Stock market decline quickly recovers, but policy promises to become a battleground if Liberals win

Will Trudeau's 3% bank surcharge promise hurt markets?

The stock market temporarily retracted slightly this week after Prime Minister Justin Trudeau vowed to place a 3% surtax on big banks and insurance companies if he was re-elected.

“Definitely the stocks did pull back a little bit,” Allan Small, senior investment advisor of Allan Small Financial Group with iA Private Wealth, told WP soon after. “But, they have gone higher since again, so we’ll have to see how the market reacts to it.”

Small noted that Canadian federal elections don’t typically impact the Canadian stock market, certainly not as much as American elections, but there could be more reverberation if the Liberals win a majority, or even a minority, and work with the NDP to implement Trudeau’s policy.

“That could be a bit of a game-changer,” he said. “Taxing these banks and financial institutions an extra 3% could generate about $2.5 billion on an annual basis, starting next year. So, if he was able to pass this, it would be huge. It could mean, obviously, more tax generation or revenue for the government, but at the expense of these banks.

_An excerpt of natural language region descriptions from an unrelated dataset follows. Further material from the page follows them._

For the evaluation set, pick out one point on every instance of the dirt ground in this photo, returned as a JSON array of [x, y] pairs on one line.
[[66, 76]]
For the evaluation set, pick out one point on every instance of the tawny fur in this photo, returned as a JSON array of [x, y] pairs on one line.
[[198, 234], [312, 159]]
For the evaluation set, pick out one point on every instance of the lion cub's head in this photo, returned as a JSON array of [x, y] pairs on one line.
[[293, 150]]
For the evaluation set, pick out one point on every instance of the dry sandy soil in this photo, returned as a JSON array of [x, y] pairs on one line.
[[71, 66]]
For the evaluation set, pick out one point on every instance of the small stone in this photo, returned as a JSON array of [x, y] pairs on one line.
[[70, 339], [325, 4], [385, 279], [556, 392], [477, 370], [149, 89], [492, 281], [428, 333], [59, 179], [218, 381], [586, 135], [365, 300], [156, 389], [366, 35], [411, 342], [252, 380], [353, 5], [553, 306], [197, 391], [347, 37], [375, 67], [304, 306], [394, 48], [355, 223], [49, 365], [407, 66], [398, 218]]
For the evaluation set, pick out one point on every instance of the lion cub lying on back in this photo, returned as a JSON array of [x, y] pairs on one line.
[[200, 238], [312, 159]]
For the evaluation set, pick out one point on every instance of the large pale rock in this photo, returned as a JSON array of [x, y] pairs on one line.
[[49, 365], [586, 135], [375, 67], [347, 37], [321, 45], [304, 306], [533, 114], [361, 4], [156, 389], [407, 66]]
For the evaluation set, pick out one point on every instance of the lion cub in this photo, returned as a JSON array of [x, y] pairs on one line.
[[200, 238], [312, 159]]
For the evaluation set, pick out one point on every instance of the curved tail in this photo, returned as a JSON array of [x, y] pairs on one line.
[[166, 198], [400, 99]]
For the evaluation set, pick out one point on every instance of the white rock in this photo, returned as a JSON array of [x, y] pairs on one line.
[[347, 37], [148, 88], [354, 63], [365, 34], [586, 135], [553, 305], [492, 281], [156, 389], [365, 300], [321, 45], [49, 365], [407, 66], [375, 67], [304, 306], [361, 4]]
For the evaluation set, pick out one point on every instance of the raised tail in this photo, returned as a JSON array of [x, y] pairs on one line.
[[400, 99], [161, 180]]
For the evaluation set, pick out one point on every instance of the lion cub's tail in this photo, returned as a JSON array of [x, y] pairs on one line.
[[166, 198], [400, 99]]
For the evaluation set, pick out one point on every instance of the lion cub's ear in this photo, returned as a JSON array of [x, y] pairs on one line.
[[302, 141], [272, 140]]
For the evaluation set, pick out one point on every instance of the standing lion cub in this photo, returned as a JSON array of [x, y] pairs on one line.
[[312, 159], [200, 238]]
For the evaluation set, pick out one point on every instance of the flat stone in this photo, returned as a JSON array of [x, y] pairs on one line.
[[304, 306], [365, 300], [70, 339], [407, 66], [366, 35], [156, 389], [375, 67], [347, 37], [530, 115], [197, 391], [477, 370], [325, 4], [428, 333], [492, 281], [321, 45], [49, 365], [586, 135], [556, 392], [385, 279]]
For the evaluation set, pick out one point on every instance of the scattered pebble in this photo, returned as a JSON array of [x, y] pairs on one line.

“That could definitely affect bank stocks because, as we know, they make up the largest component of our market and, obviously, affect our market. So, the results of this election could possibly affect the performance of the Toronto Stock Exchange and our Canadian market.”

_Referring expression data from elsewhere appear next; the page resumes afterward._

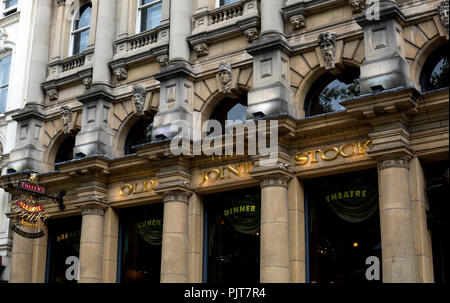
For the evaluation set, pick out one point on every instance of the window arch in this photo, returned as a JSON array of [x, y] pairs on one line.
[[435, 70], [80, 30], [149, 14], [329, 90], [5, 73], [65, 150], [231, 110], [140, 133]]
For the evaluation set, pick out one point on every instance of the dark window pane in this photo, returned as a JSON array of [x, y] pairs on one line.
[[329, 90], [141, 244], [151, 17], [226, 2], [141, 133], [5, 65], [435, 70], [84, 18], [64, 242], [80, 42], [3, 99], [232, 238], [344, 227], [10, 3]]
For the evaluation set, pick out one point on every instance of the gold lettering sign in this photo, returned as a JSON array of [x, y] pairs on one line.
[[346, 150], [139, 187], [225, 172]]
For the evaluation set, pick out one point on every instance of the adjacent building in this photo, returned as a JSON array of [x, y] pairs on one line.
[[15, 23], [351, 102]]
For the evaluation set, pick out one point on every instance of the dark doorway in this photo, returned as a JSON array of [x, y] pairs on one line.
[[63, 242], [232, 241], [141, 243], [344, 227], [439, 218]]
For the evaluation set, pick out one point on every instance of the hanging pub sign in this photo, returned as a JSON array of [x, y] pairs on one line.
[[28, 210]]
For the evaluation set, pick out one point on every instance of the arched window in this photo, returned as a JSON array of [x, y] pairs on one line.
[[224, 2], [5, 66], [65, 151], [329, 90], [149, 14], [80, 30], [435, 70], [231, 110], [140, 133]]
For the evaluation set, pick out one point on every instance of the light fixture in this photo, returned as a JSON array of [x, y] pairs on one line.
[[80, 155], [377, 88], [160, 137], [259, 115]]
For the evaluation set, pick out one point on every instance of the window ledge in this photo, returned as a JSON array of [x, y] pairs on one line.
[[68, 70], [142, 46], [7, 20], [226, 21]]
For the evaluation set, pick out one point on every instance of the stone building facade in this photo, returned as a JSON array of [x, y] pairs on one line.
[[15, 23], [108, 79]]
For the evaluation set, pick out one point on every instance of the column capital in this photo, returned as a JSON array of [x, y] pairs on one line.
[[93, 208], [176, 196], [394, 160], [278, 175]]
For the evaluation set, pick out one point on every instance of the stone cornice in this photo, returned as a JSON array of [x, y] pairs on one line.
[[96, 93], [376, 104], [175, 69], [268, 43], [30, 111]]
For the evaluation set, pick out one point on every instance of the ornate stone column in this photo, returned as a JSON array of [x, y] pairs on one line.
[[174, 260], [177, 85], [91, 243], [28, 152], [275, 260], [111, 241], [21, 258], [422, 235], [40, 256], [396, 216], [385, 66], [272, 17], [104, 41], [297, 247]]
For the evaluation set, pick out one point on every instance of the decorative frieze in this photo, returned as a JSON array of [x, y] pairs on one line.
[[66, 119], [163, 60], [397, 162], [225, 76], [87, 82], [176, 196], [52, 94], [121, 73], [298, 21], [327, 43], [252, 34], [269, 181], [357, 5], [201, 49], [93, 211], [443, 13], [139, 95]]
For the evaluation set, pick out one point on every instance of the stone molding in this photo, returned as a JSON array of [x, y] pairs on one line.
[[270, 181], [176, 196], [121, 73], [394, 162]]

Whether that will happen is a big unknown since the Conservatives were climbing higher in the polls than anticipated when the election was called. If the Liberals win, though, Small said investors might continue to view Trudeau’s policy as a negative and further impact the market – but Trudeau’s green initiatives could also give Canadian companies involved in those areas a slight boost.  

Beyond that, however, there’s not much noteworthy in the election backdrop that’s impacting the market. While COVID cases are climbing and there’s some inflationary pressure, neither are directly tied to the election, although the inflationary pressure raises the question of whether the central banks will have to raise interest rates to combat a rising inflationary time. So, despite Trudeau calling the election to determine the next phase of pandemic recovery, Small said the market was taking a “wait-and-see approach”.

In the meantime, he noted the market has been more volatile since the 2008 financial crisis, so he’s not advising his clients to hold for the long-term.

”The whole idea of buy and hold forever, I think that’s changed,” he said. “Today, I think you want to set your target and, when it’s been reached, re-evaluate and maybe take some profit off the table and move that money into another position; a growth one.”

Once the election is settled and we know if Trudeau can implement his 3% surtax, Small said, the banks will make their case and probably be joined by investors who own bank stocks – through pension plans, mutual funds, or individually in their portfolios – or count on their dividends in their retirement income.

“Banks are an integral part of all of our lives, so if you do anything to them in a negative way, it will obviously affect everybody in the country,” he said. “So, we’ll see how that battle plays out.”